Schulen und KiTas: dicht. Veranstaltungen mit mehr als 50 Teilnehmern – ob öffentllich oder privat – in Berlin unter Anwendung des Infektionsschutzgesetzes untersagt. Die Grenzen zu Dänemark im Norden und Polen im Osten: geschlossen. Die Spirale aus Abschottung und Einschränkung des öffentlichen Lebens dreht sich seit dem Wochenende auch in Deutschland immer schneller. Zuvor hatten bereits Italien, Österreich, Teile Spaniens und Frankreichs ähnliche oder noch drastischere Maßnahmen ergriffen.

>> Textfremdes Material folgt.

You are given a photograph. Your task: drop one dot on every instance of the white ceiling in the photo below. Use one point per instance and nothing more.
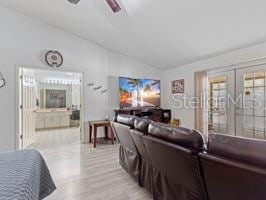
(165, 33)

Frankreich schließt Läden und Restaurants
Frankreich beschleunigt seine Bemühungen zur Eindämmung der Ausbreitung. Am Samstag kündigte Frankreichs Premier Édouard Philippe an, dass alle Restaurants, Bars und Läden geschlossene blieben. Apotheken und Lebensmittelgeschäfte oder Banken hingegen sollen weiter geöffnet bleiben. Frankreich hat ähnlich viele Infizierte wie das Nachbarland Deutschland. Philippe gestand ein, dass die bisherigen Maßnahmen angesichts der weiter steigenden Fallzahlen nicht ausreichend gewesen seien. Selbst der öffentliche Verkehr soll nun eingeschränkt werden. Laut Aussage des nationalen Gesundheitsdirektors Jérôme Salomon gelte in dem Land nun "Stufe 3" und damit die höchste Stufe im Kampf gegen Epidemien.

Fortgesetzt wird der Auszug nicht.